The Swedish steel industry has developed a new steelmaking technology that could provide a competitive and viable way to use hydrogen fuel to reduce the need for fossil fuel.
The goal is to stop needing coal and other fossil fuels for the process which produce too much CO2.
The goal of this steelmaking technology is to swap out coal and fossil fuels that burn dirty at about 1.8 tons of CO2 for every 1 ton of steel produced. This new method would knock the CO2 emissions down to 25 kilograms.
The Hydrogen Breakthrough Ironmaking Technology (HYBRIT) was developed by a consortium of companies along with the government of Sweden. The consortium is composed of SSAB (which provided the steelmaking), LKAB (which provided the mining), Vattenfall (an energy company) and the country’s energy agency (which provided the financial, scientific, and technical support).
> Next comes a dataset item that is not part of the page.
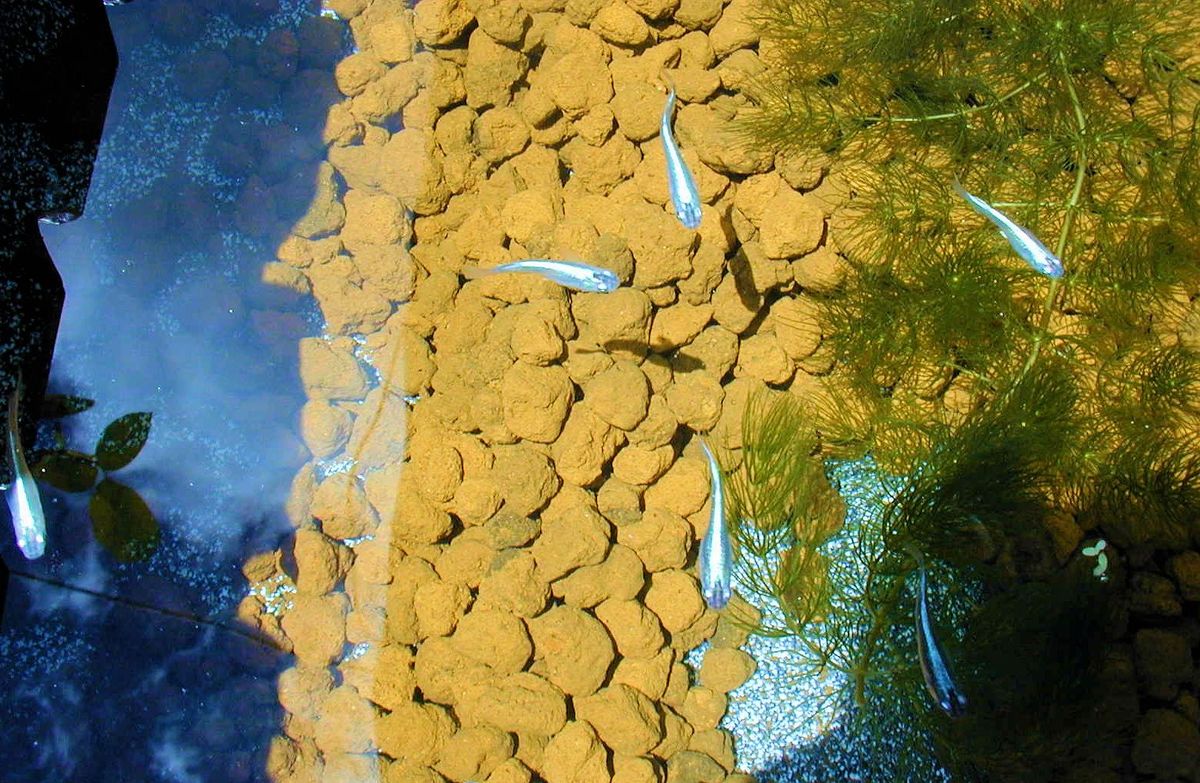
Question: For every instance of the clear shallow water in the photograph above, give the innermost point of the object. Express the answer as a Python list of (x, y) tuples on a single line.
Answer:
[(797, 728), (165, 312)]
HYBRIT was capable of spanning the complete process chain, starting at the mining and through the iron ore processing, to making the steel and making certain that fossil fuels are all but eliminated from the whole thing. Once the country fully implements HYBRIT, it is expected to reduce the entire country’s CO2 emissions by up to 10 percent. Worldwide, steelmaking is believed to be responsible for about 7 percent of all carbon dioxide emissions. Similarly, cement production is behind about 8 percent of CO2 emissions.
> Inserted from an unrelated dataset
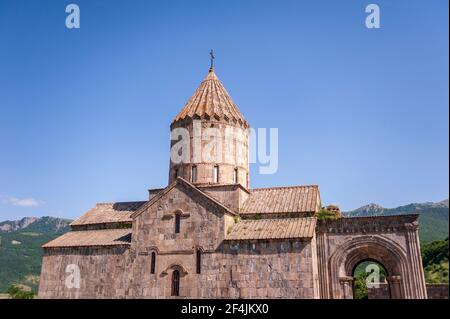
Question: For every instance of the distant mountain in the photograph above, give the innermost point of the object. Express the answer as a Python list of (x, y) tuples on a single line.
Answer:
[(433, 217), (12, 225), (20, 248)]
This new steelmaking process is currently about 20 to 30 times most costly than the traditional method.
That said, the gap between the price of the traditional methods and the HYBRIT process is artificially inflated by current fossil fuel prices and taxation. Once the new tech method is expected to become less expensive than conventional methods once it is more widely used and when the tech has been fine tuned. As the market is redirecting toward low-carbon options, the trend for reduced emissions will start to spread worldwide.
Businesses are setting goals in the battle against climate change. As they do, they are certain to see a rising demand for steel made from greener steelmaking technology, such as types powered by hydrogen.